Anonymous

# What would happened to the mass of your body if you instantly accelerated to 99.9999% the speed of light?

Now give that one some deep thinking my friends. Thank you for your detailed answer. Tom

Relevance

The Rest Mass does not change

Many contemporary authors such as Taylor and Wheeler avoid using the concept of relativistic mass altogether:

"The concept of "relativistic mass" is subject to misunderstanding. That's why we don't use it. First, it applies the name mass - belonging to the magnitude of a 4-vector - to a very different concept, the time component of a 4-vector. Second, it makes increase of energy of an object with velocity or momentum appear to be connected with some change in internal structure of the object. In reality, the increase of energy with velocity originates not in the object but in the geometric properties of spacetime itself.

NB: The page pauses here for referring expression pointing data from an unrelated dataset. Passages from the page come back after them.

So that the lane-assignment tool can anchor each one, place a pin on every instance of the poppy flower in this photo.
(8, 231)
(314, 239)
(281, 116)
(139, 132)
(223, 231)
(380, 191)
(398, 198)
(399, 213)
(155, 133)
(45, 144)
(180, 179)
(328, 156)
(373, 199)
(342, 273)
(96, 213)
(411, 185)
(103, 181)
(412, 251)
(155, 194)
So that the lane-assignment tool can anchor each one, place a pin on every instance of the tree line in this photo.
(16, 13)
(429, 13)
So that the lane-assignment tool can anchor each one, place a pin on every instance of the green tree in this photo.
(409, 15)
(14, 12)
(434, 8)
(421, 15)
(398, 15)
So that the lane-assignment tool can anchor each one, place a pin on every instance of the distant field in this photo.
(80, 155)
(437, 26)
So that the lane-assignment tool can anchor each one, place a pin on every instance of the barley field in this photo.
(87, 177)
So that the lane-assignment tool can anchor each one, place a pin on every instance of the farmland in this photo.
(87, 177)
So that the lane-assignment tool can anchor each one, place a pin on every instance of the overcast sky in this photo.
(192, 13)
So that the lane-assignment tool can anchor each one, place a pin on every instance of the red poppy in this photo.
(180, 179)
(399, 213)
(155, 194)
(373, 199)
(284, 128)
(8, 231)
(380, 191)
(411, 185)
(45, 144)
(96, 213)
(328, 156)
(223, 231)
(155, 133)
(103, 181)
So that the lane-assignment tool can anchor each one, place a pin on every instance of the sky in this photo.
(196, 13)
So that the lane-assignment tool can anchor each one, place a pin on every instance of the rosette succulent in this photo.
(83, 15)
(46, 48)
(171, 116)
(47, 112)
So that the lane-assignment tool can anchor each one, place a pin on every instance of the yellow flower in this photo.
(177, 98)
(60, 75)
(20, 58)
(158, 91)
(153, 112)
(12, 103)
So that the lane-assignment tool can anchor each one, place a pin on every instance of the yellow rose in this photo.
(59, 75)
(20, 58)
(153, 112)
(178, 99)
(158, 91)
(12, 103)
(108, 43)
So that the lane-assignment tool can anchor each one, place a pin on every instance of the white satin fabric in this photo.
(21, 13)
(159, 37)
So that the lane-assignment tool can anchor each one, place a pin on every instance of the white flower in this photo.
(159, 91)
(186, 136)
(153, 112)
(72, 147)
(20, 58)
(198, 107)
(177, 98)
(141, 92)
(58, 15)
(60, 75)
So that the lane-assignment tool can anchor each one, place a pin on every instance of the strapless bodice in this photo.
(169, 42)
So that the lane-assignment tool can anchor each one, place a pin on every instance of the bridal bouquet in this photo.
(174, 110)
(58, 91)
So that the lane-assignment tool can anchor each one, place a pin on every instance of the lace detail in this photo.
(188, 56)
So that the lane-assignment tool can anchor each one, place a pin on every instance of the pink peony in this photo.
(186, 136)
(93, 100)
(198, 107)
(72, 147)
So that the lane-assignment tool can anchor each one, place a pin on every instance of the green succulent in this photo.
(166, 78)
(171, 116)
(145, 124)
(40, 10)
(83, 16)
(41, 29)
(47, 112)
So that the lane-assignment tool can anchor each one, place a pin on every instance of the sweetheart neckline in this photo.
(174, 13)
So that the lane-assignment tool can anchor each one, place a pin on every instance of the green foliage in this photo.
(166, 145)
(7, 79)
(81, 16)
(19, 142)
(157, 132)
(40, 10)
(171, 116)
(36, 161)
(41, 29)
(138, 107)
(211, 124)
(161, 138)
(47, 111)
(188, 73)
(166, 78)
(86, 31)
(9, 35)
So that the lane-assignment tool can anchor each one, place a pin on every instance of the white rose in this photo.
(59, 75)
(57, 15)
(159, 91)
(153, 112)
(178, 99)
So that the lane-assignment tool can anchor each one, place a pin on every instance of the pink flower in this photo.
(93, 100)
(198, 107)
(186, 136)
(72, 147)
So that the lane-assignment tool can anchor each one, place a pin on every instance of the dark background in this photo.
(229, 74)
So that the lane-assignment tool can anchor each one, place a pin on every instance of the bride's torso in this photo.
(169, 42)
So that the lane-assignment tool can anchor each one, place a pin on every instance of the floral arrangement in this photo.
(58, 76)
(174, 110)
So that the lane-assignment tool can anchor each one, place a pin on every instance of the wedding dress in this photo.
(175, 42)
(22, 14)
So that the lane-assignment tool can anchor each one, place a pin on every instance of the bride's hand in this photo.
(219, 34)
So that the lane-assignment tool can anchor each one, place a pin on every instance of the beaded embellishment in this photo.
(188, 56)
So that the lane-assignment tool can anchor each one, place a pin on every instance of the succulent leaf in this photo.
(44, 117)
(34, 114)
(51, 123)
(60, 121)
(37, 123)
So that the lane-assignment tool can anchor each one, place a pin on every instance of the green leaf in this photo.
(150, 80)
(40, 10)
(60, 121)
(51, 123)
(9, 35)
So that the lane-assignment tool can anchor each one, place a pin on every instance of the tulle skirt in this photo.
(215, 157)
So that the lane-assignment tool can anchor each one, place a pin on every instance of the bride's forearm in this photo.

http://en.wikipedia.org/wiki/Mass_in_spe%E2%80%A6

http://en.wikipedia.org/wiki/Mass%E2%80%93energy_e...

Scroll Down to “Relativistic Mass”

When we get into Relativity, “mass” has 2 different meanings. There is “Rest Mass” and “Relativistic Mass” and they are NOT the same thing.

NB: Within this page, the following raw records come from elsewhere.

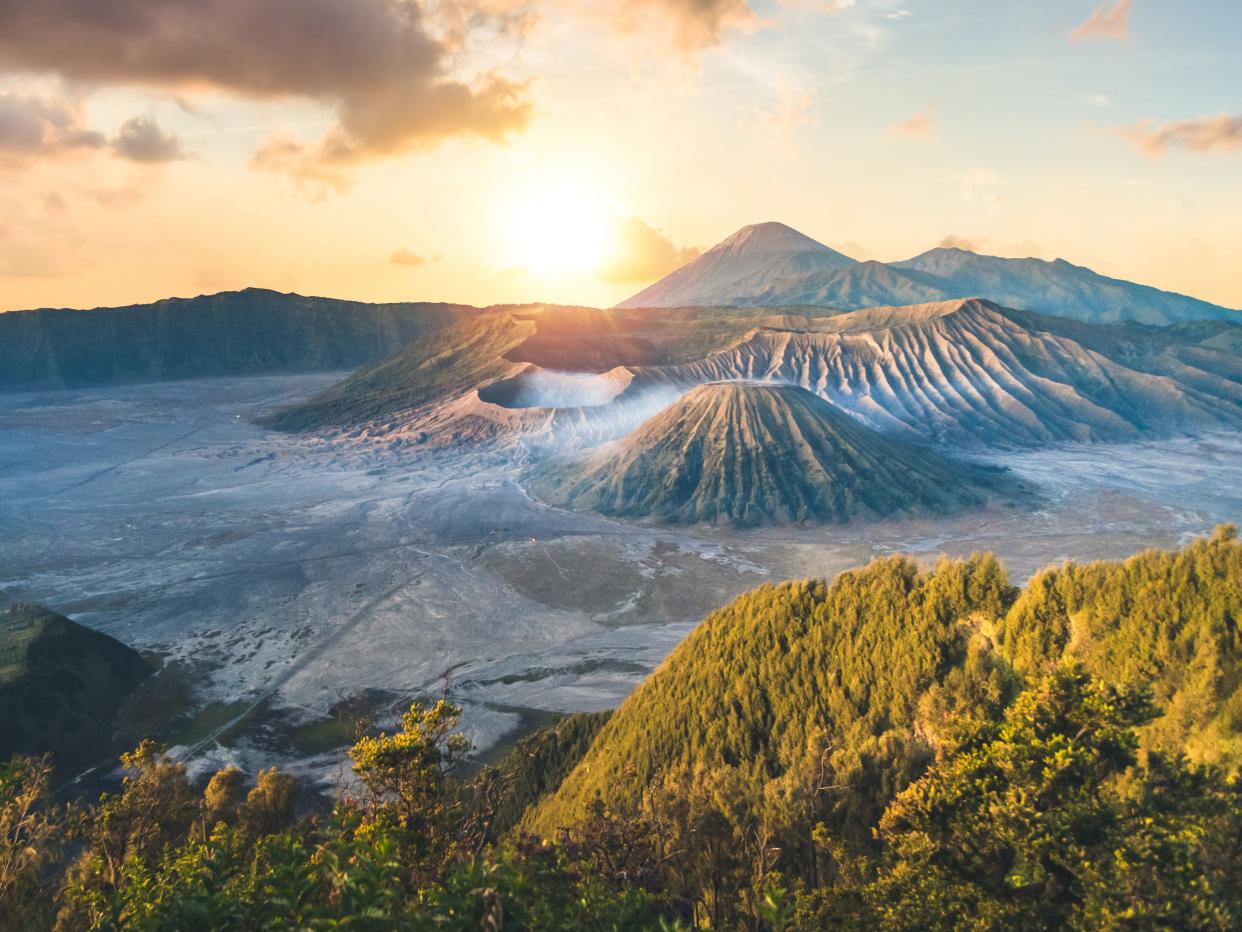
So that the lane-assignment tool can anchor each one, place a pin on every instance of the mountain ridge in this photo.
(1052, 287)
(747, 454)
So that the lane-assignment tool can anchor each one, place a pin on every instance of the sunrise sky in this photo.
(501, 150)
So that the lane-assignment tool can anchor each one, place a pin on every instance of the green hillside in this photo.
(437, 368)
(863, 672)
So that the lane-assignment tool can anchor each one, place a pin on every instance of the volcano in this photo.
(750, 454)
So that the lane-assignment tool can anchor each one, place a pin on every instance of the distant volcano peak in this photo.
(756, 260)
(752, 452)
(771, 236)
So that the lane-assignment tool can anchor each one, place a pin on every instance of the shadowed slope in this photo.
(748, 270)
(863, 672)
(753, 454)
(232, 333)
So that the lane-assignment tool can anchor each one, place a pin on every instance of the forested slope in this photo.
(862, 672)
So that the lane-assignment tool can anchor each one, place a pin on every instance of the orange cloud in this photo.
(379, 63)
(1202, 134)
(959, 242)
(1108, 22)
(407, 259)
(641, 252)
(922, 124)
(140, 139)
(692, 25)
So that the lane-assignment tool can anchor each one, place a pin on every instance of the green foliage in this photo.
(1028, 823)
(862, 754)
(1163, 619)
(61, 686)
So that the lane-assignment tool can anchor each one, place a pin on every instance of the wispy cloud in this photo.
(1109, 22)
(140, 139)
(959, 242)
(922, 124)
(1202, 134)
(34, 127)
(794, 109)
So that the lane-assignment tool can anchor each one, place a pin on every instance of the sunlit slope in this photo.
(855, 677)
(761, 259)
(446, 364)
(754, 454)
(970, 370)
(771, 265)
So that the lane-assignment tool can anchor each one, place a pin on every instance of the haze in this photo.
(559, 150)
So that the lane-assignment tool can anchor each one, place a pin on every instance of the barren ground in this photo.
(290, 577)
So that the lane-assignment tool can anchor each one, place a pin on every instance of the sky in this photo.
(574, 150)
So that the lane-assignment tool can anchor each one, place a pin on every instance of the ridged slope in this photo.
(853, 661)
(232, 333)
(730, 276)
(969, 370)
(756, 454)
(61, 686)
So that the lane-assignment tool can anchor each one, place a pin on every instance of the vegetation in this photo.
(897, 749)
(755, 454)
(445, 364)
(61, 686)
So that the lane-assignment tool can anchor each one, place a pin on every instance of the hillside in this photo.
(231, 333)
(970, 370)
(61, 686)
(770, 280)
(444, 365)
(868, 672)
(755, 454)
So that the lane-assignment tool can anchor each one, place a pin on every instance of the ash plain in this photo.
(291, 579)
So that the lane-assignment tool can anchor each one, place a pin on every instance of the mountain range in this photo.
(771, 265)
(753, 454)
(231, 333)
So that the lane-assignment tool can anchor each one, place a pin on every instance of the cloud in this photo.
(140, 139)
(1109, 21)
(692, 25)
(958, 242)
(407, 259)
(641, 252)
(791, 112)
(1202, 134)
(378, 63)
(922, 124)
(35, 127)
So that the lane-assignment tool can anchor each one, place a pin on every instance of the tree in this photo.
(31, 834)
(1042, 820)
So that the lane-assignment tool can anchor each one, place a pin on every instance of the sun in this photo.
(559, 229)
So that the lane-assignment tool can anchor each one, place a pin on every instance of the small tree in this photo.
(406, 785)
(31, 834)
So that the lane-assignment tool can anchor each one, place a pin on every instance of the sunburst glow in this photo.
(560, 229)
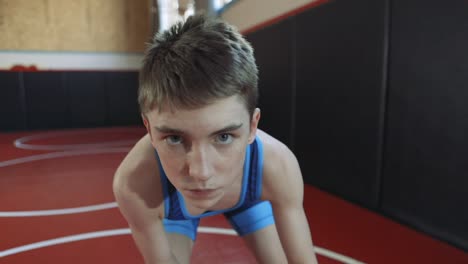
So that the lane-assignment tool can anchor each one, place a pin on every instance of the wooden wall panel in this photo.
(75, 25)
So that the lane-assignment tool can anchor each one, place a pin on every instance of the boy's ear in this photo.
(254, 124)
(146, 123)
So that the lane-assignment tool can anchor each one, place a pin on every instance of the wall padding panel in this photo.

A better approach is Relativiastic Momentum which is:

Rel Mo = gamma * velocity * rest mass

gamma = 1 / (sq rt (1 - (v^2/c^2)))

gamma = 1 /( sq rt 1 - 0.99998)

gamma = 1 / sq rt 19.9999 * 10^-6) = 1 / 4.4721 * 10^-3)

===> Multiply normal momentum by 223.61

• Anonymous

To continue from Old Pilot's correct response.....

First, in Relativity, you need to consider that your speed, relative to YOU, is zero. You may need to think about this, but is is really an important consideration. There is no "real" or absolute speed anywhere in the universe! Speed is always ALWAYS relative to some other object.

So to you, your mass and dimensions and passage of time are always just as you have always known them. It is just as Newton had predicted. You are in a "Newtonian reference frame." Nothing relativistic at all.

But you are moving at some near-to-light speed - relative to what? To the Earth? OK. From Earth, we might measure your "apparent" mass (see Old Pilot's comments on this) as being very large. But you would measure the "apparent" mass on earth to be just as large!

Then, imagine that there is a third observer, travelling at .5c relative to Earth, and nearly .5c relative to you. This observer would measure the "apparent" mass to be very nearly the same on both Earth and your spaceship, but very different from what you were observing on Earth.

This is complicated stuff, once you begin to look more closely.